One of President Obama’s top second-term priorities will be realized Wednesday with the finalization of a major new rule meant to curb conflicts of interests in financial advising that has the potential to reshape the retirement planning industry.
The Labor Department is set to publish the final rule Wednesday, a year after it was proposed and 13 months after Obama called for it at an event at the AARP. Labor Secretary Tom Perez and Obama economic adviser Jeff Zients are expected to announce the rule Wednesday at an event at the Center for American Progress in Washington, with Massachusetts Sen. Elizabeth Warren and other members of Congress.
The new regulations would broaden the category of financial advisers, brokers and agents who are required to act in the bests interests of their clients.

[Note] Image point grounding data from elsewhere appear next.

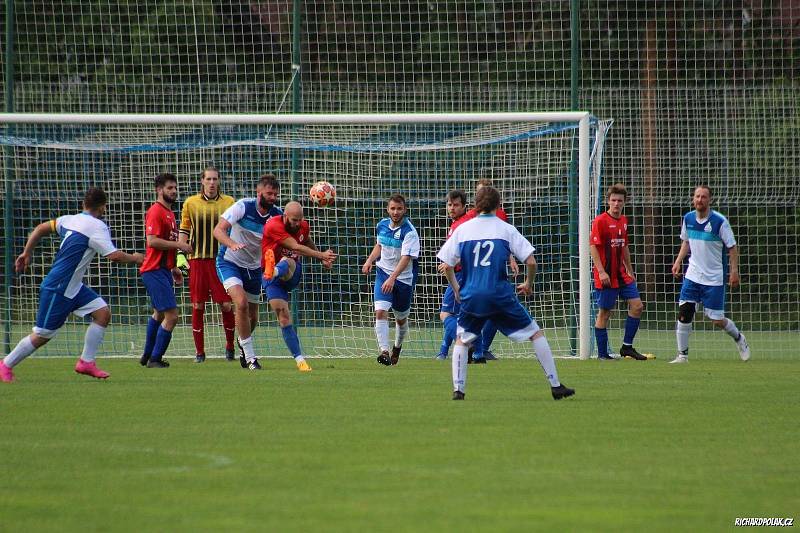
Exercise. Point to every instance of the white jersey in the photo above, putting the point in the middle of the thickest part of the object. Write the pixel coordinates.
(82, 237)
(707, 240)
(396, 242)
(247, 227)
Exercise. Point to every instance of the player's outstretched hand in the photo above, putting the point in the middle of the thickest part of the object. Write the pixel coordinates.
(22, 262)
(677, 269)
(524, 288)
(388, 285)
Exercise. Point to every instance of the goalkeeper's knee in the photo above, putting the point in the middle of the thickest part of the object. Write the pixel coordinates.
(686, 312)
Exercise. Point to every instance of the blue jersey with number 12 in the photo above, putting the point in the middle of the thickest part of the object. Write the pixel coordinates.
(482, 247)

Many brokers and insurers currently are not held to that “fiduciary” standard. As a result, according to the White House’s research, savers lose $17 billion annually because their agents steer them toward inappropriate high-fee products for which they receive kickbacks. At particular risk are people rolling over company 401(k)s, for which their advisers are fiduciaries, into Individual Retirement Accounts.
The new fiduciary rule, which has received stiff opposition from the financial services industry, would take effect in April 2017, shortly after Obama leaves office, but it faces still more obstacles before it changes the way financial advising works. House Speaker Paul Ryan has pledged to try to block it from ever taking effect, and business groups have suggested that a legal challenge may be in store.
Republicans have warned that many small businesses and low-income savers will lose access to advice under the new rules, because of the potential legal costs and paperwork.
“These new rules will level the playing field so that retirement advisers will compete based on the quality of advice they give,” said Zients, director of Obama’s National Economic Council, in a phone call with reporters Tuesday. “Make no mistake, there are some powerful interests aligned against us, insisting that the only good rule is no rule at all.”
Zients added a warning to industry critics of the fiduciary standard: “If your business model rests on bilking hard-working Americans out of their retirement money, then you shouldn’t be in business.”
The final rule includes many changes to the version proposed a year ago, in response to the massive feedback, including four days of public hearings.
Specifically, reacting to concerns that advisers could be held liable to savers just for advertising their companies or even talking about investments on talk shows or in print, the rule guarantees that purely educational activities won’t trigger a fiduciary duty to investors.
The final rule also modifies the contract that advisers can sign with clients to guarantee that they will act in their interests and still work on commission. The list of assets that could be sold within the contract is gone, and any asset will be eligible.
Many small businesses that offer 401(k) plans will be given relief from the requirement. Under the proposed rule, businesses would have had to manage at least $100 million to be considered large and sophisticated enough to be given a carve-out. The final rule responds to industry criticism of that cut-off by lowering it to $50 million.
More latitude, too, is given to proprietary products, such as annuities, for which it might be harder to establish that they are the best option for the client. Also, the disclosure requirements for advisers were slimmed down.
The combined changes are unlikely to mollify the industry. Ahead of the rule’s release, David Hirschmann, president of the U.S. Chamber of Commerce’s Center for Capital Markets Competitiveness, said that unless the group sees “fundamental changes, this rule will remain unworkable and we will consider every approach to address our concerns.”
Nevertheless, the Obama administration argued that the rule would go far in aiding the middle class in preparing for retirement.
“I am quite confident that the industry will be able to comply,” Perez told reporters Tuesday.
The industry argument that it will be unable to serve low-income people under the fiduciary standard “is akin to saying that doctors and lawyers who practice in underserved communities ought to be allowed a little malpractice,” Perez said.